Reasonable commercial return and accounting tests

The Islamic concept of sukuk is an extremely flexible one. Sukuk that are issued to raise finance in capital markets will, in most cases, be economically equivalent to conventional debt securities, giving the holder a predictable return akin to interest. But this is not necessarily so: there is nothing to stop a company issuing sukuk which have the economic effect of profit-sharing or partnership arrangements, or which resemble equity rather than debt.

Example

X Ltd is a company carrying on a trade of cattle breeding. It wishes to improve its herd. It therefore issues a 3-year sukuk to investors and uses the subscription proceeds to buy a pedigree bull. The sale proceeds from calves or bullocks sired by the bull, and artificial insemination fees generated from the bull, are distributed to investors in proportion to their certificate holdings. After 3 years, the bull is sold at a profit, and the proceeds shared between the investors.

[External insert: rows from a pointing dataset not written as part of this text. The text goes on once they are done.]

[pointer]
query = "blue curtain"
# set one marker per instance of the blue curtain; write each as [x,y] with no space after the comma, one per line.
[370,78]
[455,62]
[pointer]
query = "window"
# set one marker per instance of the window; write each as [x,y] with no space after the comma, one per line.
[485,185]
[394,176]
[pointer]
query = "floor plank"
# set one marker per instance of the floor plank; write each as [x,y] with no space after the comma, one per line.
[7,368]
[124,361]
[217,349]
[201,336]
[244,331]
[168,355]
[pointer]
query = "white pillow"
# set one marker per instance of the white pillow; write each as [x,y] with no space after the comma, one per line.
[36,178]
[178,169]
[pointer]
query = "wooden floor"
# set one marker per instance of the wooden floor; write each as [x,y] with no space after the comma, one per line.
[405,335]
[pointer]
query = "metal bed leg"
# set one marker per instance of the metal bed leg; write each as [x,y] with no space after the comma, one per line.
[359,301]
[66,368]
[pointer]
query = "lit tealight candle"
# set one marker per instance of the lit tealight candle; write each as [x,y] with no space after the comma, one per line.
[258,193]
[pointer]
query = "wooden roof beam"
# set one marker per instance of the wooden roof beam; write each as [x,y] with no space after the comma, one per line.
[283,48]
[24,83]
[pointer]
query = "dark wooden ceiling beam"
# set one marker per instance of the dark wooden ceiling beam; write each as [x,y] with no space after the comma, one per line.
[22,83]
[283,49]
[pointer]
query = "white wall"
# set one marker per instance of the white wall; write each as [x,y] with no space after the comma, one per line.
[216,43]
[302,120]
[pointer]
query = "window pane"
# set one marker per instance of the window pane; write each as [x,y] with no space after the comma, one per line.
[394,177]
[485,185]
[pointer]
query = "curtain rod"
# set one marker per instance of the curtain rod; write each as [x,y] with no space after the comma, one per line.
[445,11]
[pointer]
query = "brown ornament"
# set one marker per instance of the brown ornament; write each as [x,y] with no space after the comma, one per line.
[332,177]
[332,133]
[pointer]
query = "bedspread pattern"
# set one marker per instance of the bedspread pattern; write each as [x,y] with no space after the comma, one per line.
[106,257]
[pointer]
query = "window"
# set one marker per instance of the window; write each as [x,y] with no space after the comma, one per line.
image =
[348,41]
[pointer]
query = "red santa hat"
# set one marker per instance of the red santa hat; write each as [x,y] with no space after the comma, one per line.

Here, the investors participate directly in the success (or failure) of the underlying husbandry business. The sukuk is less a financial instrument than an arrangement for sharing profits or losses. It would not be appropriate to tax this in the same way as an interest-bearing security.

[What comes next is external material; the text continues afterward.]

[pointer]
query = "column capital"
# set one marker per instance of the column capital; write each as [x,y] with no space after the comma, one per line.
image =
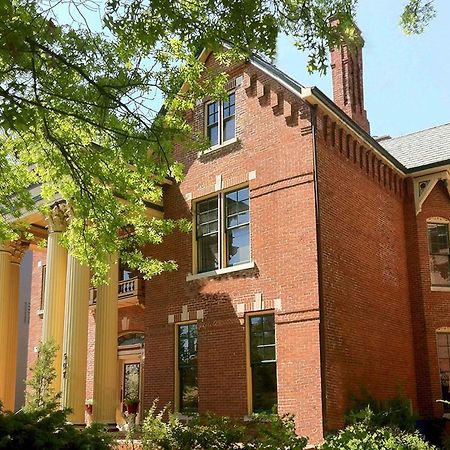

Statutory provisions relating to other alternative finance arrangements require the alternative finance return to equate in substance to the return on an investment of money at interest. Such a test is not possible for sukuk, because the return may equate to discount rather than (or as well as) interest - or it may include the value of a conversion right. Instead, CTA09/S507(e) and (i) imposes two tests designed to distinguish those sukuk arrangements that are economically equivalent to debt securities. These are the requirement that the additional payments do not exceed a reasonable commercial return (CFM44200), and that they are accounted for as a financial liability (CFM44210).